世界的に半導体設計分野の人材が不足している中で、教える側の人材不足と数百万ドル以上の価値がある高価なソフトウェアをそろえる必要があることから、大学が半導体設計分野の教育プログラムの規模を迅速に拡大することは難しいのが現状だ。
その要因を少し詳しく述べると
教育資源の不足:
VLSI分野は高度な技術と専門知識を必要とし、教える側には経験豊富な専門家が必要であるが、ベトナムにはこの分野の教育専門家が不足している。
高価なソフトウェアとツール:
VLSI設計には高度なコンピュータ支援設計(CAD)ソフトウェアやツールが必要であり、これらのソフトウェアは非常に高価だ。
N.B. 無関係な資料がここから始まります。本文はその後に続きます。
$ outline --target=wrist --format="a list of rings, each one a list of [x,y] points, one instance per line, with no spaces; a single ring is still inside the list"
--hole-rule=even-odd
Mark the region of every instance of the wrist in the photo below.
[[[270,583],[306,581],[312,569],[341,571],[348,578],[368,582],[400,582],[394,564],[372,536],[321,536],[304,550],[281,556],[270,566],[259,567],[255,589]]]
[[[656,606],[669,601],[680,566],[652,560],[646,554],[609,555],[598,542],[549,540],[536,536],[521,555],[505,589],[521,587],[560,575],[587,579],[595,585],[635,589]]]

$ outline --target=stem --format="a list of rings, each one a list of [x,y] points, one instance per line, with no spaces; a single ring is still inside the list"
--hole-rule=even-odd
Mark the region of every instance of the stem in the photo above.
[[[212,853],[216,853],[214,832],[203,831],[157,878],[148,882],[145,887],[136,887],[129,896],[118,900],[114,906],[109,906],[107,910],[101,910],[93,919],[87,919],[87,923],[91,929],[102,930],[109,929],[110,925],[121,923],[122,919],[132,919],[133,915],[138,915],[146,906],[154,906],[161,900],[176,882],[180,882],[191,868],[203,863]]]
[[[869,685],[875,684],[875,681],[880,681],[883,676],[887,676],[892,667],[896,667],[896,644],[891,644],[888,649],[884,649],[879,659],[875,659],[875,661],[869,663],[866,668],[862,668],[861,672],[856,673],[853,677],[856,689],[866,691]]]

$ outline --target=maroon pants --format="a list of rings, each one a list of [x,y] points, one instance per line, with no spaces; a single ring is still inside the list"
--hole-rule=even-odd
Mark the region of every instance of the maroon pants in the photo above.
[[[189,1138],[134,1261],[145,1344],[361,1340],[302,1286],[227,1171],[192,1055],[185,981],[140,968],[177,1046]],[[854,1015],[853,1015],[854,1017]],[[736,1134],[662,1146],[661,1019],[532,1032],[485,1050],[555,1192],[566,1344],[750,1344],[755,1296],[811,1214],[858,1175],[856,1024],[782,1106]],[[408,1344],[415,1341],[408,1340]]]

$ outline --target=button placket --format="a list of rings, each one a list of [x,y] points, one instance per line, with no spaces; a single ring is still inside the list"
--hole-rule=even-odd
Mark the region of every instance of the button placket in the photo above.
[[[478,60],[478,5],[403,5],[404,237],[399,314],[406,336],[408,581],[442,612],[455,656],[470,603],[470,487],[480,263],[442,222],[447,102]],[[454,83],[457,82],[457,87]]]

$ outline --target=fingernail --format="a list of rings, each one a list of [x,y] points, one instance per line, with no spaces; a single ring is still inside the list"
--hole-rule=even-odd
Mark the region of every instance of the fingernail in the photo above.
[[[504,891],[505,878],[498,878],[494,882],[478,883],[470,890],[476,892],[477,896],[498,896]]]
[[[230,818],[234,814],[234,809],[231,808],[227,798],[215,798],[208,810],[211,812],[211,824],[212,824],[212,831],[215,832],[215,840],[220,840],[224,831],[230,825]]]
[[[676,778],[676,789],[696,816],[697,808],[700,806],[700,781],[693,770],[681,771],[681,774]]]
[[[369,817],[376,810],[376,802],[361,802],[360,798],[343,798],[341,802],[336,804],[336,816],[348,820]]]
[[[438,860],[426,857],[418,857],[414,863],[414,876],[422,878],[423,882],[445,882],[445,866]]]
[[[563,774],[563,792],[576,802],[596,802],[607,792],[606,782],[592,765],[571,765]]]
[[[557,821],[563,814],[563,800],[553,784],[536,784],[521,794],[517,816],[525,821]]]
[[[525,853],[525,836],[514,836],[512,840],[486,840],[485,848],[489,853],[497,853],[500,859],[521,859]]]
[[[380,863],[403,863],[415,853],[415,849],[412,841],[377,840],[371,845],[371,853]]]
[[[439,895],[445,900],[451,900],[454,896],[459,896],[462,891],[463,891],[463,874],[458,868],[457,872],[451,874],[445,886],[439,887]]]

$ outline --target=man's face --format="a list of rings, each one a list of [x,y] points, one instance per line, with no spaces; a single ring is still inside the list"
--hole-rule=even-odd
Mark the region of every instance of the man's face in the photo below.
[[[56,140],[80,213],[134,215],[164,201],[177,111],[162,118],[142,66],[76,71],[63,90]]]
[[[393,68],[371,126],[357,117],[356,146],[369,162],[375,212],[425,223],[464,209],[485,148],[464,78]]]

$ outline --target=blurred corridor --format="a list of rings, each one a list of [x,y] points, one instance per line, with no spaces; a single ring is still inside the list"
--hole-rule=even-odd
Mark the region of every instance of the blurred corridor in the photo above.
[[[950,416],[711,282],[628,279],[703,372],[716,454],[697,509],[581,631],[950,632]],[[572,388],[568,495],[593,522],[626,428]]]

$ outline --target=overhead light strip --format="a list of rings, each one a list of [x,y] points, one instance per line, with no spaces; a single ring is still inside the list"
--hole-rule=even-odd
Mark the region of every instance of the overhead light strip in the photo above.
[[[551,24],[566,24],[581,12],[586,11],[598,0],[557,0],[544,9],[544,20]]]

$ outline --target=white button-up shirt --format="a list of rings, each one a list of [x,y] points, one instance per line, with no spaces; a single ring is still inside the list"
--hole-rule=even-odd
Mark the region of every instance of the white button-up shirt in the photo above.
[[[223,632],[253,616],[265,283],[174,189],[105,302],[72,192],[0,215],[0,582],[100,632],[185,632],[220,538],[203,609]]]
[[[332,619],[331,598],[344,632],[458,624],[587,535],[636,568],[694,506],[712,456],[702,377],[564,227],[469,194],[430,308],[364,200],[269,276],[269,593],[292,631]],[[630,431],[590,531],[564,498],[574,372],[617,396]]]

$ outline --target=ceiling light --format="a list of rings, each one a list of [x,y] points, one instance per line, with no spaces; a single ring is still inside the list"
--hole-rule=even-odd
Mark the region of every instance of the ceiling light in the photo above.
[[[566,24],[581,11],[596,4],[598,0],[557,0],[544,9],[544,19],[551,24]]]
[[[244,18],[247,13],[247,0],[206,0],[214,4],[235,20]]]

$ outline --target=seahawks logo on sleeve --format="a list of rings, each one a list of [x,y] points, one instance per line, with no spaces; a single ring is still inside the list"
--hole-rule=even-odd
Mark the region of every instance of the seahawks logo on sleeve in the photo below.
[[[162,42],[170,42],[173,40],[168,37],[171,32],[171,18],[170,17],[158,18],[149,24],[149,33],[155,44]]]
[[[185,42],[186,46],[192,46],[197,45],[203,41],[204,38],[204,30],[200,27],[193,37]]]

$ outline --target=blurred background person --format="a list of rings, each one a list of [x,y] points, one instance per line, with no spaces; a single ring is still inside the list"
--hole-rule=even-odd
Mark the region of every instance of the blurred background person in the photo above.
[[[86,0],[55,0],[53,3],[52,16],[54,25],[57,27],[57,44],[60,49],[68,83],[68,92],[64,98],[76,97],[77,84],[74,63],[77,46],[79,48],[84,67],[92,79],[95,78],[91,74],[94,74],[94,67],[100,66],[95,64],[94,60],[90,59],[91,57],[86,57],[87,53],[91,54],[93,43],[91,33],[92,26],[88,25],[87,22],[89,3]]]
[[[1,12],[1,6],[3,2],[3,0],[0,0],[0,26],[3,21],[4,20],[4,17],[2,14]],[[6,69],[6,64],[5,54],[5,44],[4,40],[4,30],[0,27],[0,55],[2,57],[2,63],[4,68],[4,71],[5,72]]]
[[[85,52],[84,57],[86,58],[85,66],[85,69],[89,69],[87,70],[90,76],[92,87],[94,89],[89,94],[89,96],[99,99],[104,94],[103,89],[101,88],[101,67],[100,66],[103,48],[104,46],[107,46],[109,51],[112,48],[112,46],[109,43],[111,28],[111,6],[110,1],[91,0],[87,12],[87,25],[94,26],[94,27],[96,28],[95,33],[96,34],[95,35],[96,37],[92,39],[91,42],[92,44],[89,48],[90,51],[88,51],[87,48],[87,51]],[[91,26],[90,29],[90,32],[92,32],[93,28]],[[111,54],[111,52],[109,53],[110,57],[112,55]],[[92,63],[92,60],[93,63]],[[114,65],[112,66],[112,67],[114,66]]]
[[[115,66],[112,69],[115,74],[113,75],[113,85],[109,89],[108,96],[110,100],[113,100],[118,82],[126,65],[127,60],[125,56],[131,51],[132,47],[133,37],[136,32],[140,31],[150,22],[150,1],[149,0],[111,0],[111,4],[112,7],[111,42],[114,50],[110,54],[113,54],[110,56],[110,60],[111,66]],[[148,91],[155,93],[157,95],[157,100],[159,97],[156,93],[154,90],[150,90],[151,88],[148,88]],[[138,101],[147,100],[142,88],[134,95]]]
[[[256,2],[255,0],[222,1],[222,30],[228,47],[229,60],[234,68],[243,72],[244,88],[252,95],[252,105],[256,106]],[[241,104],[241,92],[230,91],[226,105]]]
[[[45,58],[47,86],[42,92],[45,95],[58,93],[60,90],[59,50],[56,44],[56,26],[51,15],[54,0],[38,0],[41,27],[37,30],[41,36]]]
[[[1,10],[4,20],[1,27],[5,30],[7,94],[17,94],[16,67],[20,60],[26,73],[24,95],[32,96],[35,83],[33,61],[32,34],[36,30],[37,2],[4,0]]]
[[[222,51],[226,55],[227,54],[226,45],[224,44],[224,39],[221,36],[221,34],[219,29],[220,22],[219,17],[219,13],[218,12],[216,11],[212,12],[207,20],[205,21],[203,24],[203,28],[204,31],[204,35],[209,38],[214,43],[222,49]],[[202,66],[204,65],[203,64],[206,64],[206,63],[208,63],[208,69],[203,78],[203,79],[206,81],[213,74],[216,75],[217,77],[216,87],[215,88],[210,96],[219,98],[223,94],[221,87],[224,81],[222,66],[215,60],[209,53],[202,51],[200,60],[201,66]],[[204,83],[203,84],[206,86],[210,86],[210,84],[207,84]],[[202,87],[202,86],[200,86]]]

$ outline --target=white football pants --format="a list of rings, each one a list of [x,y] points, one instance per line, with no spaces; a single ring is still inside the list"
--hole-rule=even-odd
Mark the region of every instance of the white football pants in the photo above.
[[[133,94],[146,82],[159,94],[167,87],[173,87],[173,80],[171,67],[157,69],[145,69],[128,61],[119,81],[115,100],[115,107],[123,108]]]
大学がこれらのツールを整備するには多額の資金が必要であり、その資金を研究室の研究費等で賄うのは困難だ。
技術的な複雑さ:
VLSI分野は急速に進化しており、最新の技術やトレンドに追いつくためには最新の情報とリソースが必要。この分野では産業界との連携も重要であり、大学と企業との協力が必要となってくる。
学習コースの設計:
VLSI設計プログラムは、学生に高度な技術を伝えるために専門的で効果的なカリキュラムが必要。このカリキュラムを開発するには時間とリソースがかかる。
9月上旬に、FPT大学とFPT半導体会社は、半導体設計学科を創設し来年から学生を受け入れる旨発表した。また、ハノイ工科大学は、電子通信技術学科の中で半導体設計コースを設けた。4年生でこの専攻を選択でき、組込システムと組込通信設計、電子デバイス設計、大規模VLSI設計、アナログICデザイン、半導体デバイス検証とテストなどの科目を学ぶという。ホーチミン市工科大学は電子通信技術学科内で、半導体設計専攻に加えて、2021年から英語で教授する半導体回路とハードウェアデザイン専攻も開始している。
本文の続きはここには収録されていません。